After many years and a surgery I am as good as new! I wouldn’t take it back for anything either. I saw how caring and amazing my hubby is in an emergency. For months he had to take care of me and was diligent and never complained. That is love:)
WAY too funny!!! I was laughing so hard I was crying!!!!
O.h.m.y.g.o.s.h.! I can barely breathe! I love cooking, but rest assured … this post will stick in my head next time I use oil! LOL :b
Okay.
ARE YOU KIDDING ME?!
I laughed so hard my husband came over,
He laughed so hard the kids came over,
They laughed so hard our BIRD mimicked our laughter!
It's official.
We're rantinghousewife-aholics.
RANTAHOLICS!
We'll attend our first Rantaholics Anonymous meeting…….
The day you stop ranting, and not a moment sooner!
You're brilliant and we love you!
The Ricci Family
SHUT UP!!! You really need to start writing a book, seriously! I laughed so hard that I peed in my pants, not joke, snorted and nearly gagged, my water spit all over the computer screen, the dog and me. This is by far one of the funniest things I've ever read! I mean, I'm sorry that it happened, but it's dang funny!

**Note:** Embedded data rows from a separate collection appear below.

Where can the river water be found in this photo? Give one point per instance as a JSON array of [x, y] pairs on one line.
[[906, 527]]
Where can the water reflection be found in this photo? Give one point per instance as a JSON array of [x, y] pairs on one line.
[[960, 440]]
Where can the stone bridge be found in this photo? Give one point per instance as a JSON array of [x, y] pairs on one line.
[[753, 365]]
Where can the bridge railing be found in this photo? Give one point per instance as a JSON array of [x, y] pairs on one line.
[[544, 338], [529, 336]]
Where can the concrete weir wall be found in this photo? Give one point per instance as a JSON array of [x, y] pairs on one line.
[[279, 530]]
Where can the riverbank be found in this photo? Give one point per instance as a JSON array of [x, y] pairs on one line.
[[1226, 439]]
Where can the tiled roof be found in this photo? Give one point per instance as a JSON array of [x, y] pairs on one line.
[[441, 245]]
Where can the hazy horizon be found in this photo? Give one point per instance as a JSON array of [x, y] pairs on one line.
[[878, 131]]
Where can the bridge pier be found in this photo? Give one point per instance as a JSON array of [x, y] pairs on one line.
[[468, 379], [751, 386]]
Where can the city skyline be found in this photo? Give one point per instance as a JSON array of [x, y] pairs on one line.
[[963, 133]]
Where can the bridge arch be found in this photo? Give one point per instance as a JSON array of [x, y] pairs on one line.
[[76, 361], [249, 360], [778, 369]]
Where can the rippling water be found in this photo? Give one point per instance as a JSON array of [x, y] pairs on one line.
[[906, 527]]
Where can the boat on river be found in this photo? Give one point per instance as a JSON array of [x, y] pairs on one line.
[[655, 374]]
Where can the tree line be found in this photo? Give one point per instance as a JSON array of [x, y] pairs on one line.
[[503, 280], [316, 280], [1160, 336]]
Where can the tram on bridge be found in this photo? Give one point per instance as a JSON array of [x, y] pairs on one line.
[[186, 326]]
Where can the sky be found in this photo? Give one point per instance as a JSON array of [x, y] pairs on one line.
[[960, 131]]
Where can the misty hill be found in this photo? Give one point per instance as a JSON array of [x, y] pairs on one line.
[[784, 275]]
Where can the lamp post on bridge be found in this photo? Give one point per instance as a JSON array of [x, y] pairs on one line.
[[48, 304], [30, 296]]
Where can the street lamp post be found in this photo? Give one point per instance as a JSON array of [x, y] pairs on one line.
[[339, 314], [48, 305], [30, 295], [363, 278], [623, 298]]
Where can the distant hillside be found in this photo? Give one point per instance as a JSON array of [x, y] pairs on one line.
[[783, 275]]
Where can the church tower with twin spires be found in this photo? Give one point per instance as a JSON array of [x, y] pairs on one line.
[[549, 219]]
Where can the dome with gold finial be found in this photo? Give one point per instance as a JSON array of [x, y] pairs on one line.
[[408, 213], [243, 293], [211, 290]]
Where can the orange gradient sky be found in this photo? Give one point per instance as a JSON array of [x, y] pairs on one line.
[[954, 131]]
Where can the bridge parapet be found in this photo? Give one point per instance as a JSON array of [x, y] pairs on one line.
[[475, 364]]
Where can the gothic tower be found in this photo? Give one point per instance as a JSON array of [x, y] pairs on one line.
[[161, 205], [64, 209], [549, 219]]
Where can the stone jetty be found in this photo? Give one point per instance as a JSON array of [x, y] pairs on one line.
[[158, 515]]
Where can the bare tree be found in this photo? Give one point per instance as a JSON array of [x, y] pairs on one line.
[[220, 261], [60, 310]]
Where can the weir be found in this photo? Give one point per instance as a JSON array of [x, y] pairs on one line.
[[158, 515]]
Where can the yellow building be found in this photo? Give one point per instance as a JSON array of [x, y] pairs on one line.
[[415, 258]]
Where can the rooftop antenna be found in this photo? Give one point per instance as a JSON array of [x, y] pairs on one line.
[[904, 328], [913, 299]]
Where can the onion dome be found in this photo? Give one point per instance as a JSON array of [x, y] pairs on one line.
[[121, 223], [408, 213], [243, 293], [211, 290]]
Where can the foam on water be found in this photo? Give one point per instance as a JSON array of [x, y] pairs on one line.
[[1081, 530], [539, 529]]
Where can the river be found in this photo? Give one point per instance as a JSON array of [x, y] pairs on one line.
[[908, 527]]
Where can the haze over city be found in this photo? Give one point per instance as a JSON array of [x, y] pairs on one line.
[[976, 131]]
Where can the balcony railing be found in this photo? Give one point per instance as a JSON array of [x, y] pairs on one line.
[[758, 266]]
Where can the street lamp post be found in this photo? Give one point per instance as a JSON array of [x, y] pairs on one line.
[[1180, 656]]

Oh I'm so glad that you're okay. Don't worry about the scars. We'll have fix it all up when we get out tummy tucks done!
Love you!
Amy
girl you are a hoot! truly priceless!
I can't stop giggling and crying. Your posts are too funny. Look us up next time you guys come to Austin…and you really need to come here, hint hint 😉
Amy
i second everything that everyone else has said. 😉
HAHAHA, so funny and horrible at the same time! The hospital could have at least given you a gown to wear.
That is truly an awesome story and shows your husband just how much you love him!! If we only did those things more often. When we were first married, I did crazy stuff like that (minus the hot oil and firemen) but since "real life" has taken over, I don't really do it anymore. Gotta figure that one out though…keeps the love "hot"!
I love this story. Thank you for sharing!
Do you now have a fear of costumes??? 😉
Hysterical……somehow I think you may have more than 5 top embarrasing moments. Keep writing!
I can totally see myself doing that! Too funny! (But glad you're ok!)
I remember your sister telling me this story years ago. Only you, m'dear!
This story just gave me a great laugh, thanks!
It's one of those "not funny at the time, but a great story later" moments. You will have the scar to talk about for a lifetime! Loved the story!
I agree, make a book, similar to vignettes of sorts and it don't have the sense of humor you have but yeah…I'm glad you're better!